Once upon a time, a person with any inkling of fashion sense avoided Christmas jumpers like the plague. But, all of a sudden, the clothing item has landed straight into their own wardrobe. How did it happen? When did these knits, which have spent decades hidden in the back of Grandad’s wardrobe, become cool?
Judging by the overwhelming availability of Christmas jumpers online, it is seemingly controversial not to own a festive knit. As a member of this rare species of people who do not own a Christmas jumper, the task of tracing the history of the festive-wear was both interesting and bewildering. The internet is overflowing with Christmas jumpers, adorned with everything from elves and snowflakes to literal bells and whistles. The endless choice would be almost overwhelming, were they anything other than a ridiculous and fun piece of clothing.
It seems natural that the wonderful history of the Christmas jumper can be traced only through its gradual appearance across popular television over the past few decades. In the 1970s, American singers Andy Williams and Val Doonican hosted their own Christmas TV Specials sporting big, woolly, festive jumpers. The trend officially made its way to Ireland when Gay Byrne blessed the world with The Late Late Toy Show in 1975, wearing, you guessed it, a Christmas jumper. Bill Cosby continued to popularise the item throughout the running of The Cosby Show in the 1980s. Fast forward to 2001, and Christmas jumpers seemed to have lost their general appeal, although they still maintained a cinematic presence. The iconic film Bridget Jones’ Diary perfectly summed up the universally anti-Christmas jumper sentiment of the time. When Bridget meets Mark Darcy at a Christmas party, his knitted Rudolph jumper is an immediate turn-off. (Spoiler alert: the monstrosity of a jumper was a gift from a relative, so naturally they were free to live happily ever after.)
Marking the exact time when Christmas jumpers became acceptable December-wear is a near impossible feat. Initially, I assumed that the Hipster Movement of 2012 directly caused the rise of the Christmas jumper, as clothes became baggier and beards longer: everyone morphed into Santa Claus wannabes. However, Christmas was the “silly season” well before man-buns and ironic t-shirts became a thing, and excluding the odd “Happy Birthday, Jesus” jumper, they tend to be more silly than ironic. A more likely theory is that the financial crash of 2008 caused a deficit of fun in people’s lives, and so everyone hopped on the Christmas jumper bandwagon to add some necessary cheer to their days.
Christmas jumpers provide much more than just an opportunity to be your most-ironic self. Launched in 2012, UK charity Save the Children still host an annual “Christmas Jumper Day” on December 15th, so you can help “make the world better with a sweater”. Focus Ireland has joined in on the festive fundraiser, inviting you to gather donations for the charity by arranging a group to get in the holiday spirit and come to work or college in your most Christmassy jumper.
The fashion industry has done what it can to salvage December style by making ugly Christmas jumpers a little bit less frightening to look at (although definitely more frightening for your wallet).

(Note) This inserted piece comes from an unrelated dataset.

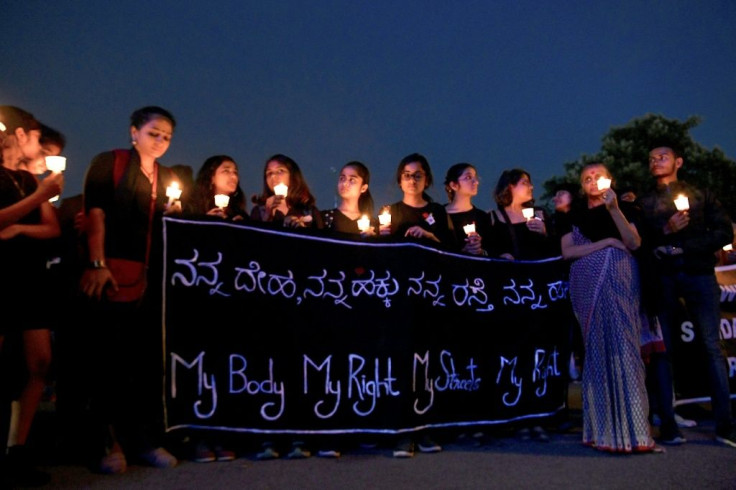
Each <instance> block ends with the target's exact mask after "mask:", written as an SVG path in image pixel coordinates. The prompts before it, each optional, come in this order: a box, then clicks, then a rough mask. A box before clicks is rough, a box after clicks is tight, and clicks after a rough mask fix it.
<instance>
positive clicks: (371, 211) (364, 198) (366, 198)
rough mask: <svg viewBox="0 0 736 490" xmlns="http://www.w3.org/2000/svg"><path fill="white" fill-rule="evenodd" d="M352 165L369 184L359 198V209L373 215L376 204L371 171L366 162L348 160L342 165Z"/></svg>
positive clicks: (358, 204)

While you can head to Penneys to buy yourself a bargain snowman sweater, or to Aldi to get a matching set for you and your dog, we’ve also been targeted by luxury brands. A brief search on Net-a-Porter and Matchesfashion.com, two of the biggest online shopping platforms for high fashion, shows hundreds of results for the jumpers, with prices ranging from €390 at Isabel Marant, to a €1,920 Missoni knit. I’d only be likely to buy a jumper for that price if I was sure I’d made it onto Santa’s Nice List. Otherwise, I would stick to the high-street prices if I were buying something likely to be worn once or twice a year.
Now that I have an extensive knowledge of the history of the Christmas jumper, only one question remains: will I be buying one? Honestly, my student budget doesn’t allow for items of clothing that I only wear to 12 pubs of Christmas. Does that make me the Grinch? Maybe. If anyone has me for Kris Kindle, you know what to do.